Follow the money is a line in the 1976 movie All the President’s Men, which has become a catchphrase, generally meaning that things can be uncovered or explained by examining and tracing the movement of money. To explain the movement in the stock market of late, rather than following the money, one should follow the tweets.
Last week’s market action started off on a down note after President Trump tweeted last Sunday night that trade talks are progressing “too slowly” and tariffs will “go up to 25%”. Stocks were trading notably lower to end the week on Friday as well, but rebounded after Treasury Secretary Mnuchin described trade talks as “constructive.” Stocks then hit session highs after Trump tweeted late in the day that “the United States and China have held candid and constructive conversations on the status of the trade relationship between both countries.”

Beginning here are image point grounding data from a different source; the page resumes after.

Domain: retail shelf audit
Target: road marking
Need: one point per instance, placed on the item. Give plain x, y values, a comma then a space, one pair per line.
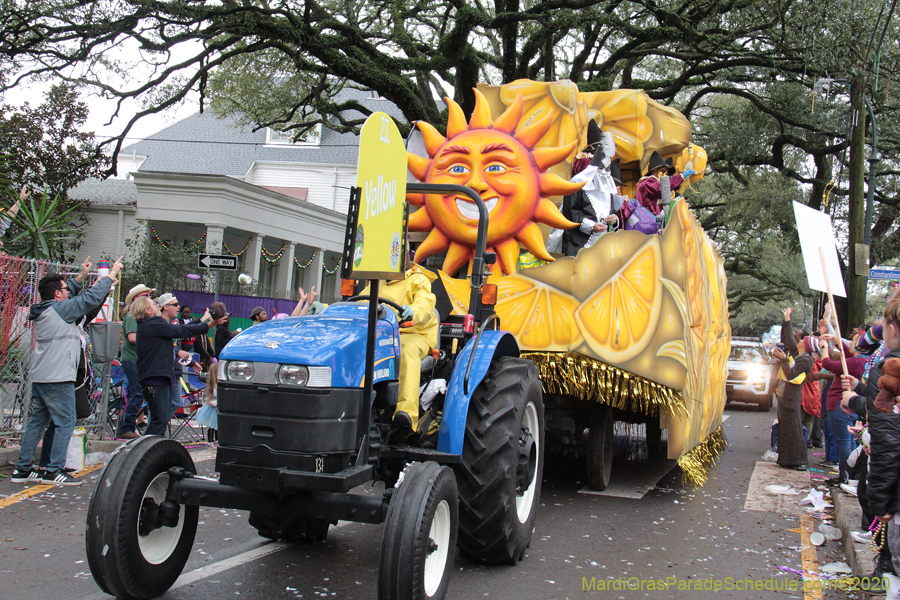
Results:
265, 549
809, 558
42, 487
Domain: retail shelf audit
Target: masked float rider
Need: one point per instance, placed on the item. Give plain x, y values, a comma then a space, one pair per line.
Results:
649, 190
594, 206
413, 293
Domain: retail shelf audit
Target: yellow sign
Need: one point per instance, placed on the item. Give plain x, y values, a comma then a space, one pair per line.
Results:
381, 176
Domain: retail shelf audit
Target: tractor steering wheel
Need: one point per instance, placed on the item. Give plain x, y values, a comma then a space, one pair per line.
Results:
381, 300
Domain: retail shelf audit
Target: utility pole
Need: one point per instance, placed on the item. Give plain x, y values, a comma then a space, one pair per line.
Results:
858, 255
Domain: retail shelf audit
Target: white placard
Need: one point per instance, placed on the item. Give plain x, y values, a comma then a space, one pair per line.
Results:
815, 232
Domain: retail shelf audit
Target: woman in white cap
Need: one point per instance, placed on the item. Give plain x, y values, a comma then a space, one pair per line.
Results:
134, 397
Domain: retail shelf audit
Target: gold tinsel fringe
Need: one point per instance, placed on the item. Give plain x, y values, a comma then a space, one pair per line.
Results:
576, 375
696, 464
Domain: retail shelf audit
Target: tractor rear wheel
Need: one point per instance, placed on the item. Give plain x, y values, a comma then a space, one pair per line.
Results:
499, 476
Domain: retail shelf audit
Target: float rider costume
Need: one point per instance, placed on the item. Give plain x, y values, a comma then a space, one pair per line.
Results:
416, 342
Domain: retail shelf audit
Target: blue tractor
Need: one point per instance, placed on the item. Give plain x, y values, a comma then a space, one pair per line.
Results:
305, 407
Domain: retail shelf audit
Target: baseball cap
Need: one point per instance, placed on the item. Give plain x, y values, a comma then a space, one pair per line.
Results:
138, 289
166, 299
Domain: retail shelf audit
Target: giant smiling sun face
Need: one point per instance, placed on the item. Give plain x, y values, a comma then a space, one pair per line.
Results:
499, 161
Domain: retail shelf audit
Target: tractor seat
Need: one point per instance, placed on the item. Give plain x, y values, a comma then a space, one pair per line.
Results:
428, 361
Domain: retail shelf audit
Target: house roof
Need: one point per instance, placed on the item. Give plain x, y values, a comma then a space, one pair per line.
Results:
204, 143
107, 192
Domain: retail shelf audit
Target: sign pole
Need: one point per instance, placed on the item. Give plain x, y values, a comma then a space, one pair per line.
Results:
837, 327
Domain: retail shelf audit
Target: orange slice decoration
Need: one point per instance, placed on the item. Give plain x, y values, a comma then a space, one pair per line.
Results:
619, 320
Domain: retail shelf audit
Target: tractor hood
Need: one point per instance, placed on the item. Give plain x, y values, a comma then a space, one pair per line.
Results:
336, 339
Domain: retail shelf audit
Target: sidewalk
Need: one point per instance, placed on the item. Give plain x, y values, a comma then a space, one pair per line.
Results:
848, 517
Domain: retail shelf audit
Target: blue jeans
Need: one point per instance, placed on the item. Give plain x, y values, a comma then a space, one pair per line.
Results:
842, 437
50, 402
827, 435
134, 397
163, 401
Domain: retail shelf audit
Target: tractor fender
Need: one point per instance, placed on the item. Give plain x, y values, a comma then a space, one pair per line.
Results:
456, 405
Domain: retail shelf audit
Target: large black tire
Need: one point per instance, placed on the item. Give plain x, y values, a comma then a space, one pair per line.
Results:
125, 563
600, 448
419, 540
502, 464
290, 528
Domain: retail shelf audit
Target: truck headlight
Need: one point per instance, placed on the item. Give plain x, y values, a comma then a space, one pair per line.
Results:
239, 370
293, 375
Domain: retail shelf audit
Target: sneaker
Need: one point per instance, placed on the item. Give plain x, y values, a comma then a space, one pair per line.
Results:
59, 478
850, 489
862, 538
29, 476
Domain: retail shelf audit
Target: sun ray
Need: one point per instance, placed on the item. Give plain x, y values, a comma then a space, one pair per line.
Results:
548, 214
416, 199
554, 185
432, 138
417, 165
481, 116
435, 243
532, 134
420, 221
456, 120
508, 255
457, 256
511, 117
547, 157
531, 238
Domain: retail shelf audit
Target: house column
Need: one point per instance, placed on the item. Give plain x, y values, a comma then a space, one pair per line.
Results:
254, 255
215, 234
316, 266
284, 278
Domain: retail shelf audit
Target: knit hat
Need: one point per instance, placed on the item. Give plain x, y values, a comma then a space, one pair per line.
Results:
812, 344
138, 289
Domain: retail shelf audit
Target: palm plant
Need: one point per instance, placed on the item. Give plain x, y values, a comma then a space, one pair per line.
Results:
42, 230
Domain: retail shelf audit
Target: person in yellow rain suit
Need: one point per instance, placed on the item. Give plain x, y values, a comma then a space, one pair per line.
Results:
416, 342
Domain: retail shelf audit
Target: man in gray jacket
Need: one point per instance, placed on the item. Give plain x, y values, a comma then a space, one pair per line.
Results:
53, 366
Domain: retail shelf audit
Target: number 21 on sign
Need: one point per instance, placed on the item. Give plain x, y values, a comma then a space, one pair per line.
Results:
384, 137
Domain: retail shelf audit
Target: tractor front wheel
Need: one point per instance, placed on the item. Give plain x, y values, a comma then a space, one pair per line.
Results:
130, 553
419, 539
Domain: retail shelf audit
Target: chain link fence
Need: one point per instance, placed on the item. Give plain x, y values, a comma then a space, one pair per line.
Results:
18, 291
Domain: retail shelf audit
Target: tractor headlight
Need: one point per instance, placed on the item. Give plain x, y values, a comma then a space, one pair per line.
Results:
239, 370
293, 375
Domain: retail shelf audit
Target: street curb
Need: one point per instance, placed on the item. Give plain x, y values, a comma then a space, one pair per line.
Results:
848, 517
9, 456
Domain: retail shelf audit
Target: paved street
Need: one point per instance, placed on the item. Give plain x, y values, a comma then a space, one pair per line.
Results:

Despite the Friday rebound though, the stock market still suffered its worst week of the year, with the Standard & Poor’s 500 Index losing 2.2%. Looking at the other major indices, the Dow Jones Industrial Average lost 2.1%, and the NASDAQ Composite dropped 3%.
Away from tweets about trade, the market will get another batch of corporate results to digest in the week ahead as earnings season is wrapping up. Companies reporting this week include Alibaba, Cisco, Macy’s, Walmart, Baidu, NVIDIA, Deere. According to data from FactSet, for the first quarter of 2019, 76% of companies in the S&P 500 have reported earnings above estimates, which is above the 5-year average.
Right now though, stocks are opening sharply lower as it’s all about the trade negotiations, with China announcing it is raising tariffs on some U.S. goods starting June 1. Trump tweeted to Chinese President Xi this morning “you had a great deal, almost completed, & you backed out!”